Recovery of Rare Earths and P from Pre-concentrated Phosphate Flotation Tails by Sulfuric Acid Leaching

Conference Dates

April 29-May 4, 2018


Phosphate ore is one of the most significant secondary resources for rare earth elements (REEs), and Florida phosphate is of particular interest due to its much higher ratio of heavy REEs, especially yttrium. Analyses of numerous samples from different phosphate processing streams in Florida showed that heavy REEs account for about 50% of the total REEs in Florida phosphate with yttrium accounting for approximately 30%. It was estimated that the amount of yttrium from US phosphate processing could meet the world demand for this critical element.

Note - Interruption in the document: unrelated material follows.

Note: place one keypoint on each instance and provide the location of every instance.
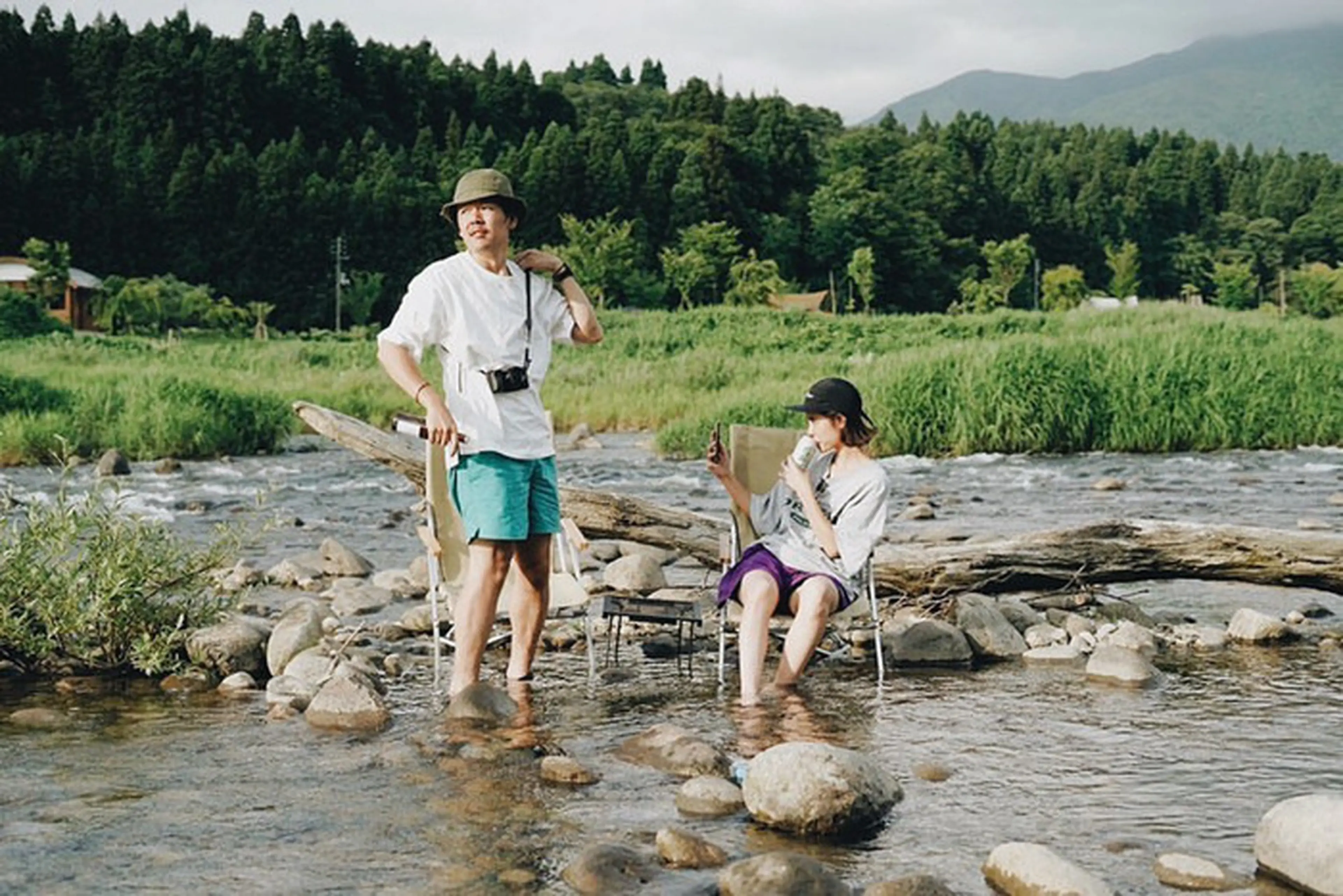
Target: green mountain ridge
(1274, 91)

This research aimed at recovering both REEs and phosphorus from a phosphate flotation tails. This tails is composed of mainly silica and phosphate with a small fraction of heavy minerals including monazite and xenotime. Since the specific gravity of silica is 2.6 versus 3.2 for phosphate and 4.5-5 for rare earth minerals, pre-concentration of the minerals of interest by gravity separation was investigated first. A pilot scale shaking table was used in this study. One pass gravity concentration achieved a shaking table concentrate analyzing over 600 ppm REEs at about 40% recovery. Flotation of the shaking table concentrate resulted in a product containing 1809 ppm REEs and 26.37% P2O5 with corresponding recoveries of 73% and 82%.

Sulfuric acid leaching at 75oC could recover over 60% REE and nearly all the P2O5. Higher REEs (>90%) recovery was achieved by conducting leaching at higher temperature with concentrated sulfuric acid. The phosphoric acid from leaching of the flotation concentrate is of superior quality compared with that generated from regular phosphate rock.